Камера Мэгги Ботуин сфокусировалась на мне, чтобы уловить, как я начинаю пьянеть.

— Вы везде носите с собой камеру?

— Ага, — сказала она. — За сорок лет еще не было ни дня, чтобы я не поймала мышку среди слонов. Они не смеют меня вышвырнуть. Иначе я смонтирую вместе все девять часов пленки, на которой засняты эти кретины, и устрою премьерный показ в Китайском театре Граумана.[118] Любопытно? Приходи, посмотришь.

Фриц наполнил мой бокал.

— Я готов. Снимайте крупный план, — сказал я и выпил.

Камера зажужжала.

31

Мэнни Либер сидел на краю своего стола, обрезая огромную сигару с помощью одной из стодолларовых золотых гильотин от «Данхилл». Он хмуро наблюдал, как я расхаживаю взад-вперед по кабинету, внимательно осматривая разнообразные низкие диваны.

— Что тебе не нравится?

— Эти диваны, — ответил я. — Такие низкие, что с них трудно встать.

Я сел. И оказался примерно в футе от пола, глядя снизу вверх на Мэнни Либера, который возвышался надо мной, как Цезарь, покоривший весь мир.

Я выругался про себя и пошел за диванными подушками. Затем сложил три подушки одна на другую и сел сверху.

— Какого черта, что ты делаешь? — Мэнни вскочил со своего стола.

— Хочу смотреть вам в глаза, когда говорю. Не желаю ломать себе шею, выглядывая откуда-то из ямы.

Мэнни Либер закурил, откусил кусочек сигары и снова взгромоздился на край стола.

— Ну? — резко спросил он.

— Фриц только что показал мне черновой монтаж фильма. Там недостает Иуды Искариота. Кто его вырезал? — спросил я.

— Что?!

— Христос не бывает без Иуды. Почему Иуда вдруг стал невидимым учеником?

Я впервые увидел, как маленькая задница Мэнни Либера нервно заерзала по стеклянной крышке стола. Он затянулся потухшей сигарой, бросил на меня испепеляющий взгляд и вдруг заорал:

— Это я приказал вырезать Иуду! Не хочу делать антисемитский фильм!

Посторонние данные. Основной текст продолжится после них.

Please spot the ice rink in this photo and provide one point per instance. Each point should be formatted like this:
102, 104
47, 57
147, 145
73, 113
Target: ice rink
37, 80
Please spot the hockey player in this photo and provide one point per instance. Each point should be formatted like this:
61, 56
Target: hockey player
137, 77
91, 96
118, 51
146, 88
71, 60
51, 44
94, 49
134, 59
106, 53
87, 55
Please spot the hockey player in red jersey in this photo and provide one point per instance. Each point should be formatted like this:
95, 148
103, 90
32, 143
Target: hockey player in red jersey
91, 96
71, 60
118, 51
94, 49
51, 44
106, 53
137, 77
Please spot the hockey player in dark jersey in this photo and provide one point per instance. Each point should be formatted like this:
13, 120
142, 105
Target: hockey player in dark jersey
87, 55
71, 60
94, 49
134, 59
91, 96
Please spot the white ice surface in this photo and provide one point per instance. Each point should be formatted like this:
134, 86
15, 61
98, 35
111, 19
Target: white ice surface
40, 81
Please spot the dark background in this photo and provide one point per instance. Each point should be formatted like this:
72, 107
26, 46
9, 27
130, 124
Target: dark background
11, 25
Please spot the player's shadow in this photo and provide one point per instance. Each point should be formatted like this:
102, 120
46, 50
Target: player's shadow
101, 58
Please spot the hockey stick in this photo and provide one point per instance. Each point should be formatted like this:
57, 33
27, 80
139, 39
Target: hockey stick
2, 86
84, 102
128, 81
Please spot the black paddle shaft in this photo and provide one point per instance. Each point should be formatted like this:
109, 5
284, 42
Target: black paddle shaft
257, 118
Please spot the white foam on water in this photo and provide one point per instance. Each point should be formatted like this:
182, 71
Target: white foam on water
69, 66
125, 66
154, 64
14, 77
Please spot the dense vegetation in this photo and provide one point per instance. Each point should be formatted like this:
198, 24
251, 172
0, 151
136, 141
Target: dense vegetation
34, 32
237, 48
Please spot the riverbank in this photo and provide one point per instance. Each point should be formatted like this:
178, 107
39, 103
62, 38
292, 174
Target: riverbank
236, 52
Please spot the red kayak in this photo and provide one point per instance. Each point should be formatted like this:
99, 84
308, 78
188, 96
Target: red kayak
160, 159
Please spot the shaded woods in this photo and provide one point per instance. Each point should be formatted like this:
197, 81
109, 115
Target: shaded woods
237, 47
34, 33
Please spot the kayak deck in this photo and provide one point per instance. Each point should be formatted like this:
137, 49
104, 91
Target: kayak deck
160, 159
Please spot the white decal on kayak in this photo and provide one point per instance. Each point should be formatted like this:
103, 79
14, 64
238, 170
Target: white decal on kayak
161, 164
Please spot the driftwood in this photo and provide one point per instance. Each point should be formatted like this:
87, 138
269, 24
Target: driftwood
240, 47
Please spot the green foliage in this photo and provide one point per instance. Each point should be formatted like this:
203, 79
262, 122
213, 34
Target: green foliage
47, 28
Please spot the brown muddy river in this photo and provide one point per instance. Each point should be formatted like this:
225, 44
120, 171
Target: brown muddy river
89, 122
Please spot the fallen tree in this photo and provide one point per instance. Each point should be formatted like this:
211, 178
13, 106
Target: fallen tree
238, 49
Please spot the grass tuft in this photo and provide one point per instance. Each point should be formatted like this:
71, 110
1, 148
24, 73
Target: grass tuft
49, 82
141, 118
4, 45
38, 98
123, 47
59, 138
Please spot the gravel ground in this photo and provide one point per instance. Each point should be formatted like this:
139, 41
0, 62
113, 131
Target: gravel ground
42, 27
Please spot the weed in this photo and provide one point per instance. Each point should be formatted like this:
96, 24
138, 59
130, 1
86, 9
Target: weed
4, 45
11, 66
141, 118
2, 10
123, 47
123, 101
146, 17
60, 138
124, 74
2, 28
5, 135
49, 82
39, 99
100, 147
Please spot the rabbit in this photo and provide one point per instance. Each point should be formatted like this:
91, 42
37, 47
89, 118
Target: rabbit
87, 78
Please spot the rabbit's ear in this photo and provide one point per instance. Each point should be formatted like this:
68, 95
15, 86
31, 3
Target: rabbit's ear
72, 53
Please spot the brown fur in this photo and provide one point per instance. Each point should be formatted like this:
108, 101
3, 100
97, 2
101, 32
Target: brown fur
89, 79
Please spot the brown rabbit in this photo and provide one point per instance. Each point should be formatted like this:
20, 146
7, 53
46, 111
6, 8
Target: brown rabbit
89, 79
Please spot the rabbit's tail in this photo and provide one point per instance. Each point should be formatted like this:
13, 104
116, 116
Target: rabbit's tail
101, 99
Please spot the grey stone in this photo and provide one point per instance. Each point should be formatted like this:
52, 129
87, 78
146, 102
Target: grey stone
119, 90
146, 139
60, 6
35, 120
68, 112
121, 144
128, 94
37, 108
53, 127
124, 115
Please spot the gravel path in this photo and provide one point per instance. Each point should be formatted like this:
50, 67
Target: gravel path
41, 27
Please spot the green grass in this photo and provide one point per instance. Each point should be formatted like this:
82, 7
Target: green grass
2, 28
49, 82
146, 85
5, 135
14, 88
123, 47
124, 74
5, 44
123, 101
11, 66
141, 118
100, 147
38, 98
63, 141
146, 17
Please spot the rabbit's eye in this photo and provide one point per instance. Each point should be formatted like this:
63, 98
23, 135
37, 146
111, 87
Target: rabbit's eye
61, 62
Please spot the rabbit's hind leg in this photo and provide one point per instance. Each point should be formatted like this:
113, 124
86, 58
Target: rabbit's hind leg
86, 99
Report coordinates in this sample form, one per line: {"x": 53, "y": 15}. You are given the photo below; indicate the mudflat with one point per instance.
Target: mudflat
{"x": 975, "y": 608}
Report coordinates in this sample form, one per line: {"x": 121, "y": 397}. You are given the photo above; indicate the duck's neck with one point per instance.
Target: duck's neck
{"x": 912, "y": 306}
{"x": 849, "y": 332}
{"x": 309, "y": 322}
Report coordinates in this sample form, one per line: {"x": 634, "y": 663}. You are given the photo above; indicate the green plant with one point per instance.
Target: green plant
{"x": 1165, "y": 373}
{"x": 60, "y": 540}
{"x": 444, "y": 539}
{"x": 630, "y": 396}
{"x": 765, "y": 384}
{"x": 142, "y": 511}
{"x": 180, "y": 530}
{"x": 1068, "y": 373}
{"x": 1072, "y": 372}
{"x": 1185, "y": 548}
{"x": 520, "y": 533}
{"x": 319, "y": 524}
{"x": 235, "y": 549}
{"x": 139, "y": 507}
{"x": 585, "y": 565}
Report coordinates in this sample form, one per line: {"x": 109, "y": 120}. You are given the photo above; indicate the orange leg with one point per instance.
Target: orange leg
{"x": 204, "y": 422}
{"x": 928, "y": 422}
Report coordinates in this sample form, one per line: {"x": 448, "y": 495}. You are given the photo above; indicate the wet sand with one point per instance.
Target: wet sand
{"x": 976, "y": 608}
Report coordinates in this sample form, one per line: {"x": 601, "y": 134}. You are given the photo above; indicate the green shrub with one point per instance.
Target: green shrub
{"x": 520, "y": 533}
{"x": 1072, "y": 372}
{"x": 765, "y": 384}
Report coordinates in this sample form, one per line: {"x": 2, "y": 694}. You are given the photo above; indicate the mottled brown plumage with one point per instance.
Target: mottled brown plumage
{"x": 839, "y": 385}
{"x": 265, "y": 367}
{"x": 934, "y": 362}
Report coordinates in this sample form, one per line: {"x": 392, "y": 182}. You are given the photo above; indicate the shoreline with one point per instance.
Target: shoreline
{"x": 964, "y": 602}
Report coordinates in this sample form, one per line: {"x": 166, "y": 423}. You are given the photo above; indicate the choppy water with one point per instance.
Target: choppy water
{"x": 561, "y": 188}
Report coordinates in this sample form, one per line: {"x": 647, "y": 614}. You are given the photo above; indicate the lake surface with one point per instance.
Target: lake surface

— Что?! — взорвался я, подскакивая на месте. — Этот фильм должен выйти к ближайшей Пасхе, верно? Во время Пасхальной недели его увидят миллионы баптистов. Два миллиона лютеран?

— Несомненно.

— Десять миллионов католиков?

— Да!

— Два унитария?

— Два?..

— И когда все они в Пасхальное воскресенье, потрясенные, выйдут из кинозала и спросят: «Кто вырезал из фильма Иуду Искариота?» — ответ будет один: Мэнни Либер!

вернуться

116

Миклош Рожа (Miklos Rozsa) (1907–1995) — венгерский композитор, работавший в Голливуде и прославившийся музыкой к известным кинофильмам «Завороженный» (Spellbound, 1945) Альфреда Хичкока, «Камо грядеши?» (Quo Vadis?, 1951), «Бен-Гур» (Ben-Hur, 1959) и др.

вернуться

117

Иудейскому льву… — Лев традиционно символизирует иудейский народ. В Книге Бытия Иаков, благословляя своего сына Иуду, называет его «молодым львом». Лев присутствует на гербе Иерусалима.

вернуться

118

Китайский театр Граумана (Grauman's Chinese Theatre) — знаменитый кинотеатр на Голливудском бульваре в Лос-Анджелесе. Он был построен в 1927 году и вскоре стал одной из достопримечательностей Голливуда. Здесь дважды проводились церемонии вручения «Оскаров». Многие звезды кино оставили свои автографы на бетонных плитах перед входом в кинотеатр.